3 Pranayama Breathing Techniques for When Your Mind Needs to Chill Out
We take a lot of things for granted, and breathing is one of them. Not only is it a basic human function, but taking a moment to really focus on your breath could help you during your most stressful or anxious moments (especially since we lead such hectic, go-go-go lives). Turns out, there’s research that backs this up. In 2017, scientists at Stanford University School of Medicine found that slowing down the breath could induce tranquility.
If you’ve ever been to a yoga class, you’ll know that breathing is a huge aspect of the practice—it helps bring oxygen to the body, allows us to concentrate better, and of course, calms us down. Likewise, if ever you’ve suffered a panic attack, you’ve most likely been told to breathe—and perhaps you’ve even practised some breathing techniques yourself. To shed some light on the soothing benefits of breathing, we called upon Joanna Baron, a Toronto-based kundalini instructor and breathwork facilitator.
Baron teaches two types of breathing: Pranayama and breathwork. “Pranayama is the basic yogic science of breathing, whereas breathwork is more ceremonial, and frankly, sometimes a psychedelic experience,” she says. Because the latter tends to be intense—its purpose is to bring you into a non-ordinary state-of-consciousness—Baron suggests practising it under the supervision of a teacher. On the contrary, pranayama is a technique that everyone should practise everyday. “It’s a simple way to lower your cortisol levels,” Baron says. “When you’re practising pranayama you’re essentially focusing on your breath, so your mind naturally stills.” Here, three pranayama techniques you can try out at home when your mind is going a mile a minute.
One of the techniques that Baron finds extremely useful is Sitali Pranayam, also known as the Cooling Breath. “It’s my go-to if I’m feeling emotional or angry,” she says. Essentially, this exercise cools you down; it provides a sense of relaxation and helps relieve anxiety.
How to do it:
Start off by sitting in a comfortable position while maintaining good posture; make sure your spine is straight. Stick your tongue out slightly while forming a “U” shape. Inhale deeply through the opening of your tongue and exhale calmly through your nose—you should aim to continue this exercise for at least two to three minutes. This technique can be practised both in the morning and the evening.
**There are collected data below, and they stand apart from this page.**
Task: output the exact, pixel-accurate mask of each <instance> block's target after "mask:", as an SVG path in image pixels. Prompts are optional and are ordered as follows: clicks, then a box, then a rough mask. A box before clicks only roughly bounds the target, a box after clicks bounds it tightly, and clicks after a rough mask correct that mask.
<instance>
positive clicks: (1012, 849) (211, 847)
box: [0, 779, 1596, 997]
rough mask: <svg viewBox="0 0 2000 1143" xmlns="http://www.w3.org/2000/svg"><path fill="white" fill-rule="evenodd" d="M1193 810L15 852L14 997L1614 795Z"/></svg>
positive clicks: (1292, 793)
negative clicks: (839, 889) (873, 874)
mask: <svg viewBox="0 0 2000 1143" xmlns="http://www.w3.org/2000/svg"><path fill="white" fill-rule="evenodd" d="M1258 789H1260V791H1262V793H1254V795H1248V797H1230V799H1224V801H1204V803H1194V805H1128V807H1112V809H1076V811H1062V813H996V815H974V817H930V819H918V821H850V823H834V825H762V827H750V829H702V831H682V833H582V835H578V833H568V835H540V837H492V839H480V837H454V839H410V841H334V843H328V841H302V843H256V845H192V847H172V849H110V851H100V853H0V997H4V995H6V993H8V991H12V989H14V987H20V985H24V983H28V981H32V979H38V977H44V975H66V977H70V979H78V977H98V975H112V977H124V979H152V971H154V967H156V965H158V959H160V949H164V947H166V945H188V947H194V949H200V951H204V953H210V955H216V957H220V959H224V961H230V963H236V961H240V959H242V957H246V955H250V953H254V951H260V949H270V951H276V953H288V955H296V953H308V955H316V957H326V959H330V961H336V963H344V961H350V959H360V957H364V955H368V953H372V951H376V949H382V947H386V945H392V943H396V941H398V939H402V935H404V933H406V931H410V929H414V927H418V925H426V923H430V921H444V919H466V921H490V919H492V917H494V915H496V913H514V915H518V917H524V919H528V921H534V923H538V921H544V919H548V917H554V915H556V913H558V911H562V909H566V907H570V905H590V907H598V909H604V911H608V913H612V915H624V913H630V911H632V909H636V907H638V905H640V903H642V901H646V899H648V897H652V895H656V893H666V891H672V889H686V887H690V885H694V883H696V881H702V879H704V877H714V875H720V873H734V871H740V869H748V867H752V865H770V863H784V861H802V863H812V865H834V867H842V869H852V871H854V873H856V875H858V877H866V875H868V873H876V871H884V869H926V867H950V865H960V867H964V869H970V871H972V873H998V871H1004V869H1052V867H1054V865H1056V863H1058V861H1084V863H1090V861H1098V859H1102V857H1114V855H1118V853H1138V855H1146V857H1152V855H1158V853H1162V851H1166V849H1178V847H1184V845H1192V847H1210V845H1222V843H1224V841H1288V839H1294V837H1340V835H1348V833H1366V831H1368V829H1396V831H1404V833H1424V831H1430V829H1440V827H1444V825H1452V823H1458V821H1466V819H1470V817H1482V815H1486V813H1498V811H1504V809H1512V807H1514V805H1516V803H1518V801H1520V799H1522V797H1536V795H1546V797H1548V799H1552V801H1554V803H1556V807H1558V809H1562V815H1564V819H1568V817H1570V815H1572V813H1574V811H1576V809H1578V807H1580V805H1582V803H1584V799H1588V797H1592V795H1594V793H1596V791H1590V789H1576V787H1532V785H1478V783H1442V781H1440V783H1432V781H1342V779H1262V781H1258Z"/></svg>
Alternate Nostril Breathing
Nadi Shodhan, or Alternate Nostril Breathing, is said to restore balance in the mind. “It essentially purifies your energy channels,” says Baron, who adds that it has the ability to change your brain chemistry. “It’s a gentle exercise, but it’s underrated.” Alternate nostril breathing is also said to help improve focus and reduce stress.
How to do it:
Begin in a comfortable, seated position. Relax your left hand on your knee (or in your lap) while raising your right hand in front of your face. Take your thumb to cover your right nostril, and your ring finger to cover your left nostril. (You can keep your index and middle fingers rested on your forehead to keep your hand in place.) Close your right nostril and take a slow, deep breath through the left nostril. Then gently close both nostrils for a brief pause, before releasing the right nostril to exhale slowly. At the end of the exhale pause before inhaling through the right nostril. Pause at the height of the inhale closing both nostrils, then exhale through the left nostril slowly. Repeat this cycle five to 10 times, while maintaining the same length for each exhale and inhale.
Breath of Fire
The Kapalabhati Pranayama, also called the Breath of Fire, is a powerful technique that uses controlled breaths to cleanse the body and stimulate the mind. According to Baron, it “oxygenates the blood and stimulates the pituitary gland.” She recommends practising this technique for seven minutes in order to reap the full benefits. However, keep in mind that this is considered an intermediate to advanced exercise, so it’s best to begin with shorter sessions and work your way up. Also worth noting is that this technique is not recommended for women who are pregnant or menstruating, or those suffering from cardiac and spinal problems, diabetes or abdominal ulcers.
How to do it:
Start off in a seated position, sitting up tall and lengthening the area between your chest and navel. You’re going to want to keep your mouth closed for this exercise, breathing in and out only through your nose. Exhale while pulling your abdomen in, and then immediately inhale, filling up your belly with air while pushing it outward. The inhales and exhales should be short and equal in length. Begin performing this exercise for 30 seconds, then rest and take a few deep breaths to check in with yourself. Once you start gaining experience in this meditation, you could work your way up to doing three sets of 30 seconds with a pause and deep breaths in between each sets.